The slogan is a registered trademark of the American Farmland Trust, which mails out those bumper stickers for free to anyone in the United States who requests one. It’s a simple, accurate message, but it’s one that is lost on many people who think food comes from the grocery store or Amazon Fresh and forget that these retailers are merely intermediaries.

On the South Fork, one doesn’t need to drive far in any direction to come across farmland. It is one of the pleasures of living here and part of the reason why the region attracts so many visitors. The open space preserves the beauty of the area, but it is also working land, supplying many popular farm stands, farmers markets and restaurants, and producing trees, flowers and native plants for home and commercial landscapes.

Unfortunately, farmland here continues to become scarcer as luxury residential development gobbles up any land where development rights remain intact. The South Fork would have been worse off if not for the town-administered Community Preservation Fund in Southampton and East Hampton and the great work of the nonprofit Peconic Land Trust and its Farms for the Future Initiative. Peconic Land Trust offers farmland leasing and resale, as well as farmer support and apprenticeships.

More recently, East Hampton has introduced its own town-led program, and it now eying its third affordable working farm in three years to lease to up-and-coming farmers.

“At one time in our not-too-distant past, farmland was ubiquitous — but times change,” remarked East Hampton Town Director of Land Acquisition and Management Scott Wilson at a March 21 East Hampton Town Board public hearing on purchasing, with CPF money, a 16-acre agricultural preserve to add to its program. He pointed out that the CPF was created not just to preserve open space but farming itself.
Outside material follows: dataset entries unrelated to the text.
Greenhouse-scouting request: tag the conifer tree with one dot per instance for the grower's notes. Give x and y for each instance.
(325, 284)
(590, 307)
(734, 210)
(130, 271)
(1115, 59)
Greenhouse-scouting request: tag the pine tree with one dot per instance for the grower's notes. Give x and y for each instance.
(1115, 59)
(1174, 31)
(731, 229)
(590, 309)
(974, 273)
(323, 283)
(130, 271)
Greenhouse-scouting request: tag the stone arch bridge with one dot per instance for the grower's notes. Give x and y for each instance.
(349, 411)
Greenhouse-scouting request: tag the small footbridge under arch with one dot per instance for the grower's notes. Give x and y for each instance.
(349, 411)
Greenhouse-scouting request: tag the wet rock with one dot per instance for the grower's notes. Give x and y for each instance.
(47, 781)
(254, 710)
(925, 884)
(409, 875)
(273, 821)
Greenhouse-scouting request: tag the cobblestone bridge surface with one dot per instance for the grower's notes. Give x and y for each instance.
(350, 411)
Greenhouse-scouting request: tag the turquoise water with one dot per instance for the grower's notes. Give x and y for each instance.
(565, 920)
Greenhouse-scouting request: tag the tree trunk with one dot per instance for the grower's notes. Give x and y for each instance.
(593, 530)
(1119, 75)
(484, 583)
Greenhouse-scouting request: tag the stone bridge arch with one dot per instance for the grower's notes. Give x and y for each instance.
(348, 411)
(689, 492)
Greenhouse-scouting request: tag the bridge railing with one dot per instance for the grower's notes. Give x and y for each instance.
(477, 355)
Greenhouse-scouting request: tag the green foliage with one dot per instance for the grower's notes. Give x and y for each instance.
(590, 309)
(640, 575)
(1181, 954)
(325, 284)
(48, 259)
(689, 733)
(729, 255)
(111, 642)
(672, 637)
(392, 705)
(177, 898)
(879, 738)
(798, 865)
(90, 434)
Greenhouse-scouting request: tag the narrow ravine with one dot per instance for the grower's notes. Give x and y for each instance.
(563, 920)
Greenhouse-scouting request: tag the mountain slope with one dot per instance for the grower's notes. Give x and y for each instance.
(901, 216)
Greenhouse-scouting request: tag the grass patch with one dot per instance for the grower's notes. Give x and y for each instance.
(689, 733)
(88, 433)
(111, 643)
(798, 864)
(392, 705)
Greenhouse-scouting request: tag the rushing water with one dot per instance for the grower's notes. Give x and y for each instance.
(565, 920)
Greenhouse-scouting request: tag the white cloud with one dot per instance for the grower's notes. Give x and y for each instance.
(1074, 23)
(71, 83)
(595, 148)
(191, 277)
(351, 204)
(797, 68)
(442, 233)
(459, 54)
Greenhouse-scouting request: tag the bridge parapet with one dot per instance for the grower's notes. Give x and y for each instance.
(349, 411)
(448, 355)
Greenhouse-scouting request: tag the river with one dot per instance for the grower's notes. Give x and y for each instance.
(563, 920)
Before towns became attuned to purchasing enhanced development rights, it was common for agricultural preserves — where the towns had purchased the simple development rights — to be turned into horse farms, complete with stables and groom housing, or extensions of estates’ green lawns. East Hampton’s farmland program ensures that not only are these unintended uses of agricultural preserves avoided, farmland becomes true working land under the stewardship of farmers who otherwise could not afford the land to raise crops on the South Fork.

It’s a concept that should be duplicated in Southampton Town, and the villages for that matter, before development pressure takes more opportunities off the table.

The South Fork will still be able to have food delivered in the absence of local farms, but there is no replacing the authentic rural character that farms, and farmers, lend to the region.